2022年2月の紛争激化から4年。
終わりの見えない人道危機の中で、国際赤十字と日赤によるウクライナ支援は続いています。首都・キーウに駐在する日赤ウクライナ現地代表部の芳原みなみさんは、厳しい冬を迎えた現地の状況をこう話しました。
ウクライナで国際赤十字やウクライナ赤と連携し、避難民支援などの協議を重ねる芳原さん
「キーウでアパート暮らしをしていますが、昨年10月くらいから毎日、断続的な停電が起き、ひどいときは半日以上電気が来ないことも。住んでいる場所を登録しておけば、その区域がいつ停電するのか事前にわかるアプリがあり、市民はそれを利用して、電気が来ているうちにシャワーを浴びたり携帯を充電したりと、電気事情に合わせた生活を送っています。暖房は、ガスを利用したセントラルヒーティングシステムである程度まかなえますが、ガスの供給が止まってしまったときは暖房もなくなるので、厚着をして、さらに布団を被って、なんとか寒さをしのいでいます」
空襲警報が鳴り響けば、地下のシェルターや壁2枚を隔てたセーフティエリアへ避難し、じっと警報の解除を待つ生活。

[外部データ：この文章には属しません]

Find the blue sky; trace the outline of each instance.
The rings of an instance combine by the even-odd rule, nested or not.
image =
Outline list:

今年1月にも、東部ハルキウ州で大規模な攻撃があり、ウクライナ赤の緊急対応チームのボランティアが、政府と連携し、被災者支援や捜索活動を行いました。
こうした中、紛争でけがをした人々や退役軍人など、リハビリを必要とする人の数は増える一方。
また、脳卒中や心疾患などで入院した患者さんが、十分なリハビリができずに病床を空けるために退院を促され、自宅に戻っても適切なケアを受けられないといった状況も。

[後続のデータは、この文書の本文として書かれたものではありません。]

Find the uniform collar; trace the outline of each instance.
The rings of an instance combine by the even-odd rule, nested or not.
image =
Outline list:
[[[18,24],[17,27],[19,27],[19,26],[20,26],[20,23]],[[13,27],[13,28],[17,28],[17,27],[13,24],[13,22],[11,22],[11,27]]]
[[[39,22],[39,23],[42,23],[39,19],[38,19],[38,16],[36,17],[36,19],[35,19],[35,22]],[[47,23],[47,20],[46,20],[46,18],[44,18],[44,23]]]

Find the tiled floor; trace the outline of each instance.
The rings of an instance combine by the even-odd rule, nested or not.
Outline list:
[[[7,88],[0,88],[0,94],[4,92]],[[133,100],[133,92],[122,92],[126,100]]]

ウクライナ赤は、これまでの訪問リハビリに加えて、一般の人々にも、リハビリトレーニングの正しい知識を普及する活動を始めています。
ウクライナを支援する国際赤十字の中で唯一、理学療法士を派遣してリハビリ支援を行っている日赤。
最初の派遣は2023年1月、そこから3年を経て、今回、リハビリテーション・ハンドブックが誕生しました。きっかけは、北海道・栗山赤十字病院から派遣された理学療法士・鈴木聡子さん。

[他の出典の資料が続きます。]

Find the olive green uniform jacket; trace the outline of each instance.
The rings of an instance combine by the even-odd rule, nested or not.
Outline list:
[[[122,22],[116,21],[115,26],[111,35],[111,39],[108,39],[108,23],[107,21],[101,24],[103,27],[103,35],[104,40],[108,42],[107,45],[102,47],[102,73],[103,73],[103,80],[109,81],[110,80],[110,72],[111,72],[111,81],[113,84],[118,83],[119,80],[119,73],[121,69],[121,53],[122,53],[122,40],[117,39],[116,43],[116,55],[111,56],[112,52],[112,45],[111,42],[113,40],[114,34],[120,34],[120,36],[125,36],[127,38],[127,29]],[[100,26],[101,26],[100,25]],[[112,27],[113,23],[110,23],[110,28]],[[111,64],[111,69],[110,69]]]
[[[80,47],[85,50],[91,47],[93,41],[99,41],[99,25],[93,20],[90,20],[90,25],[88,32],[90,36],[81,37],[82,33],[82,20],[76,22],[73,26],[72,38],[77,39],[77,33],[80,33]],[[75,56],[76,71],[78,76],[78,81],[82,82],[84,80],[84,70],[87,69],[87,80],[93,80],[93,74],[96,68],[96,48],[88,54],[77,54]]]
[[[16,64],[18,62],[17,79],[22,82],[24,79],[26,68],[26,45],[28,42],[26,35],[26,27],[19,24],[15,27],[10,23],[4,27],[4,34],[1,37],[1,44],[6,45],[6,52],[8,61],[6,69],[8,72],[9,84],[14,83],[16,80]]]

ウクライナ赤の訪問リハビリに同行し、家庭でのリハビリ実施をサポートする鈴木さん(左)
「ウクライナのリハビリは旧ソ連時代の医療スタイルの影響を受け、近代的なリハビリの知識や技術を持つ理学療法士は、まだ人数が少ないのが実情です。この状況でリハビリの成果を出すには、一般市民の知識向上が重要です。ゼロから教材を作るのは時間も労力もかかりますが、日本のハンドブックを翻訳して活用できればと考え、現地スタッフに提案しました」(鈴木さん)
元になったのは、日本理学療法士協会が発行する「理学療法ハンドブック」。18冊のシリーズの中から、ウクライナ赤が選んだ5冊に絞って、翻訳が進められました。
「和式トイレや座布団といった、日本の生活様式で描かれている表現や、日本の福祉制度に基づいた表記をウクライナ向けに修正。ウクライナ赤、日本理学療法士協会とのやり取りが数十回に及ぶ中、日本に留学経験のある現地スタッフ・アリナさんの協力で、英語に変換することなく、日本語から直でウクライナ語に翻訳してもらえたことは幸いでした。
治療法に関しては、現地の理学療法士の確認も取りながら進めましたが、現地スタッフの『欧米式のリハビリに移行したい』という要望が強くあったのは印象深かったです」と鈴木さん。
翻訳したアリナさんは、「日本とウクライナには多くの文化的違いがありますが、福祉制度以外はほとんど修正の必要がなく、ウクライナでも通用する内容なので驚きました。
このハンドブックは今後、ウクライナの国民に大切にされ、日常生活に活用されていくと確信しています」と、語ります。また、実際にハンドブックの活用をスタートさせたウクライナ赤の職員、テティアナさんは次のように述べました。
完成したハンドブックを手に笑顔になる、ウクライナ赤のリハビリ支援チーム(左から2人目がテティアナさん)
「紛争によって医療やリハビリサービスを受けることが困難な状況が続き、人々は身体機能を維持するための実用的な知識を必要としていました。このハンドブックは、自らの力で移動したい方、病気から回復して健康的に生きたい方の支えになります。日赤が、その経験と知識を共有してくれたことに感謝しています」
これからもウクライナ現地のニーズに合わせた支援を日赤は継続していきます。